BACKGROUND: Many patients with critical limb ischemia require infrageniculate bypass with a prosthetic graft due to the limited availability of autogenous vein. Prosthetic grafts have been shown to have inferior patency and subject the patient to increased infection rates when compared to bypass with autogenous conduit for lower extremity revascularization. In an effort to avoid the use of prosthetic material, we evaluated the use of remote superficial femoral artery endarterectomy (RSFAE) with distal autogenous revascularization in patients with critical limb ischemia and limited conduit.

METHODS: This study is a retrospective review of a prospectively maintained database from January 2009 to September 2011. All patients undergoing RSFAE for critical limb ischemia were identified. Patients undergoing RSFAE with simultaneous distal revascularization constituted the study group. Outcome variables, including patency, time to healing, limb salvage, ambulatory status, and survival, were analyzed.

RESULTS: Twenty-one patients underwent RSFAE at our institution. The study group was comprised of 5 patients undergoing RSFAE and adjunct distal revascularization for critical limb ischemia during the study period. Four patients (80%) presented with tissue loss, and 1 (20%) presented with ischemic rest pain. Three (60%) required simultaneous outflow sequential vein bypass and 2 (40%) required distal endovascular revascularization. The distal target vessels for bypass included the infrageniculate popliteal artery, posterior tibial artery, and peroneal artery. The mean operative time was 5.3 hours. The mean length of hospital stay was 8 days.

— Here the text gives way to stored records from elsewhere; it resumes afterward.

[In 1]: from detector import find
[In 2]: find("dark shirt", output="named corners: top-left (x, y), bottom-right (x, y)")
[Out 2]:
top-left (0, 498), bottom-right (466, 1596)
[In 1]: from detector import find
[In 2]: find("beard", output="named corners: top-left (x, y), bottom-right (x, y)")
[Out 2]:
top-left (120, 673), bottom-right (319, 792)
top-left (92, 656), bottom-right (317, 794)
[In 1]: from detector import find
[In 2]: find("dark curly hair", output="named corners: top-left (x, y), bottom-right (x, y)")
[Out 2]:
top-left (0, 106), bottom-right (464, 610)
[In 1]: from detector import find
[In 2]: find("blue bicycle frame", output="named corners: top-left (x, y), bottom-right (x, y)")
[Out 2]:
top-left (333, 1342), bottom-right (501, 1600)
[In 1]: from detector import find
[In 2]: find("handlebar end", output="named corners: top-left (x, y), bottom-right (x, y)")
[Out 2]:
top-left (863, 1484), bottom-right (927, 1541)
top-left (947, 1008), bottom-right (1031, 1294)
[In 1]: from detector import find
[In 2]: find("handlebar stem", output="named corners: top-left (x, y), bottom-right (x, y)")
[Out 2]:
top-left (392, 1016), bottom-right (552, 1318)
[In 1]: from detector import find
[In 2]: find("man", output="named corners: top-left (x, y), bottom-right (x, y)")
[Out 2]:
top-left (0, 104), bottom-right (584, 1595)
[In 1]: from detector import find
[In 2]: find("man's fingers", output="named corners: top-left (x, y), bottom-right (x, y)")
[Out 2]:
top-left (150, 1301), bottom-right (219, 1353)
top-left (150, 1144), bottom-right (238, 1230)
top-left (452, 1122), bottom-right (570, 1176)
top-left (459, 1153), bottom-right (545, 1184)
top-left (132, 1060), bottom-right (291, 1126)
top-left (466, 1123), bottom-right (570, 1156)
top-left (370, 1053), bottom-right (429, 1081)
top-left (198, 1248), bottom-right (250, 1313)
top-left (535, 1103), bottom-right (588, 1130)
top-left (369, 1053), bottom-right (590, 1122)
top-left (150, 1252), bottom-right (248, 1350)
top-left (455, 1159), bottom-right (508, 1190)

Technical success was 100%, and there were no early reconstruction failures. There was 1 popliteal wound complication, and no groin wound complications during the study follow-up. At 6 months postoperatively, 4 of 5 reconstructions were patent. Two of 5 patients (40%) required percutaneous reintervention for restenosis at 10 and 11 months, respectively. Primary assisted patency was 80% with a mean follow-up of 12.6 months (range 8-22 months). The 4 patients with tissue loss achieved initial wound healing at a mean time of 4.8 months. The limb salvage rate was 80% and there have been no deaths.

CONCLUSIONS: Remote superficial femoral artery endarterectomy with distal revascularization allows for autogenous reconstruction in patients with critical limb ischemia and compromised conduit by shortening bypass length. This procedure constitutes an appealing alternative to the use of synthetic material for lower extremity revascularization. Further study is needed to determine whether the long-term results are superior to distal composite bypass or polytetrafluoroethylene bypass alone.